The PythoneeR: Intro
By Edgar Treischl in Python
March 21, 2021
I tried to learn Python several times. Once I had a very peculiar class in which we should learn Python for processing natural language. Well, it was more about text mining than applying Python. I tried to learn Python with the help of several books which introduced and ins and out of Python. Before I started to learn Python, I fluently spoke several other statistics software like R, Stata, and please forgive me, my personal journey started with SPSS. To reestablish my reputation, I did not used SPSS for a hundered years and most of time I work with R.
Anyway, what I am trying to say is that I was very familiar with statistical software programing. I had basic skills in other languages like HTML, CSS, JavaScript. I wrote my PhD with LaTeX. With all of this background, I still failed to learn Python. It is a shame, don’t you think?
It is really a shame, since I consider myself a tech-savvy without having the heavy programing background, but with a lot of fun learning new things and enjoy coding. Well, at least, if we get some results. For this reason I started this block. I was sick of reading books about Python without having the impression that I learn what I should learn to improve my skills. This impression could also be due to my educational background. I know what a function is, what a loop does, and have some background in statistics, even though the latter is limited since I am home in the social sciences.

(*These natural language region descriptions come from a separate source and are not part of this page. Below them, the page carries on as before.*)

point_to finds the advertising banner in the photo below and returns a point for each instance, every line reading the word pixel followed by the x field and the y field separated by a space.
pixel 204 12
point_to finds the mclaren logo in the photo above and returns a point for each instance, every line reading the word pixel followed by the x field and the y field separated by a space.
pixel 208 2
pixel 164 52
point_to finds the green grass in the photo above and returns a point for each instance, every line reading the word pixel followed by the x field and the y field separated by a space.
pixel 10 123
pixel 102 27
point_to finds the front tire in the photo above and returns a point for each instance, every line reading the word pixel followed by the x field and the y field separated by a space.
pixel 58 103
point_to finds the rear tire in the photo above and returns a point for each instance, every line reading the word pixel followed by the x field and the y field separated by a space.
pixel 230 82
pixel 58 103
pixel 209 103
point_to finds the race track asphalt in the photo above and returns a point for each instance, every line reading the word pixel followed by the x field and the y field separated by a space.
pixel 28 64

Anyway, this blog is the results of many disappointing books with many pages that could not explain what I was seeking. If you want to learn Python to automate processes, learn some statistical procedures from the scratch, or use Python to program some games, this block will not help you in any way. However, you do wanna transfer your knowledge from other languages like R, if you are familiar with multivarite (non-) linear regression techniques or do you have background in empirical social science, than this blog might help you transfer your knowledge to Python. Let be give you an example why I started this blog. Hopefully, this illustrates my point and gives you some guidance whether its worth following this blog or if I am just another weirdo.
How (not) to calculate some basic statistics in Python
The last Python book I read, introduced probably over a hunderd pages about the different data structure, and of course, we need to know that to handle Python. I certainly don’t argue about this point, but instead of providing me meaningful examples to illstrate this point, I am reading about about articifical examples that not even work when I copied the code and run it in my own console. Well, shit happens, don’t you think? I really started to get the creep as I reached a statistics section. Let’s see what I learned from this chapter.

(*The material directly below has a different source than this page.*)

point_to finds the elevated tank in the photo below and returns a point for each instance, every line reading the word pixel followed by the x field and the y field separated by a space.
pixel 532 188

In Python, you have to import the according libraries and install first, in case you work with a library the very first time. We will cover these points later, for the moment it is enough to look at the Python code and output. So, I import the seaborn package in order to have some data at hand. We can save the mpg data under the name cars and use the print function to see a bit of the data.
#import seaborn to get some data
import seaborn as sns
cars = sns.load_dataset("mpg")
print(cars)
## mpg cylinders ... origin name
## 0 18.0 8 ... usa chevrolet chevelle malibu
## 1 15.0 8 ... usa buick skylark 320
## 2 18.0 8 ... usa plymouth satellite
## 3 16.0 8 ... usa amc rebel sst
## 4 17.0 8 ... usa ford torino
## .. ... ... ... ... ...
## 393 27.0 4 ... usa ford mustang gl
## 394 44.0 4 ... europe vw pickup
## 395 32.0 4 ... usa dodge rampage
## 396 28.0 4 ... usa ford ranger
## 397 31.0 4 ... usa chevy s-10
##
## [398 rows x 9 columns]
So, what did I learn in the chapter? Well, how can we calculate an mean with Python? Shouldn’t be that though. I know how to calculate a mean by hand since my early days of school and how it is done in a statistic software. The authors offered me the following solution:
def mean (array):
n = len(array)
return sum(array) / n
mean(cars.mpg)
## 23.514572864321615
In the code snippet we define the function mean to create a mean, within this function we define n as the length(len) of the array and the functions returns a value, which divides the sum of the array by the length n. Fine. That’s exactly a cool way to show us how a functions works. We have to provide a name of a function, tell Python what the function should do, in this case with an array of numbers.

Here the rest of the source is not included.